The Prime Minister (Mr. Bruce) during the last election campaign, had a good deal to say about a scheme of child endowment. The Government, he said, intended to protect the motherhood of Australia. Up to the present, however, nothing has been done by the Commonwealth Government. The Prime Minister now offers the excuse that it is ,a State matter. It may be, but how is it possible for the States, in their present financial position - many of them have to come cap in hand to the Commonwealth for financial help - to carry out such a scheme? The Prime Minister has admitted that th;' child is Australia's best asset. Therefore child endowment is a national matter and the scheme should be launched by the Commonwealth Government.

Senator Elliott - Did the honorable senator say that the Prime Minister had promised to bring in a scheme of child endowment ?

Senator GRAHAM - Yes.

Senator Elliott - Where ?

Senator GRAHAM - In Perth, I am given to understand.

Senator Elliott - I am told that the Prime Minister was not in Perth during the last election campaign.

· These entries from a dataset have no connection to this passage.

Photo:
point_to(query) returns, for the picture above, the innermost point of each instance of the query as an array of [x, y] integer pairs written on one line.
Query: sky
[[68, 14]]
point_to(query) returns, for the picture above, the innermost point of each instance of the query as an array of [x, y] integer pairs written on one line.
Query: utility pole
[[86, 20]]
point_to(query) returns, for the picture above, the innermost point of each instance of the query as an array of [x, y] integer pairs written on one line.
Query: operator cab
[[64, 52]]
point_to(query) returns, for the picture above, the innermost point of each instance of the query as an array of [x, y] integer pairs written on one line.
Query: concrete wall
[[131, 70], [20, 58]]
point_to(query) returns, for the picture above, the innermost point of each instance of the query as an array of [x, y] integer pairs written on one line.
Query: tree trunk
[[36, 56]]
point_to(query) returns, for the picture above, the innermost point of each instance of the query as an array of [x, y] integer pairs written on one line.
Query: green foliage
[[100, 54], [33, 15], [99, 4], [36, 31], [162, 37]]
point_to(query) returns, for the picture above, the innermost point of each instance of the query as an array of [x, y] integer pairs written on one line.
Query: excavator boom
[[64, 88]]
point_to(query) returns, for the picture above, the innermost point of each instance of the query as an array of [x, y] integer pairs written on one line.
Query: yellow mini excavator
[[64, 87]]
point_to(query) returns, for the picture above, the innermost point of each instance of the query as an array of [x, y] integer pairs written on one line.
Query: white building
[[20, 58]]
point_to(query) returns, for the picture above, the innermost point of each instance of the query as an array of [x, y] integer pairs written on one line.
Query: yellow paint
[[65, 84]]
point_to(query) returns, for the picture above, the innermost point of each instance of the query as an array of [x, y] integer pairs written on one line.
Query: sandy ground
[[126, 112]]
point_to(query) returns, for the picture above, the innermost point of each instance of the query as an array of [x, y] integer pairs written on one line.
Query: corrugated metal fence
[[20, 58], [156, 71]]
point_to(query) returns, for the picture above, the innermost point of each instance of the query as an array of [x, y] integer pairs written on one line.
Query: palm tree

Senator GRAHAM - In the Commonwealth there are approximately 1,630,000 children under the age of fourteen years. The parents of approximately 90 per cent, of that number are in receipt of less than £300 a year. We must look to the present generation of boys to take their part in the defence of Australia, if war should come again, and we may be sure that whilst the present capitalistic system continues, there will be war in the future, though it may not come in our time. Child endowment is plainly the duty of the National Government. I have only to say, in closing, that it is high time the Government took steps to prevent the influx of Southern Europeans into Australia.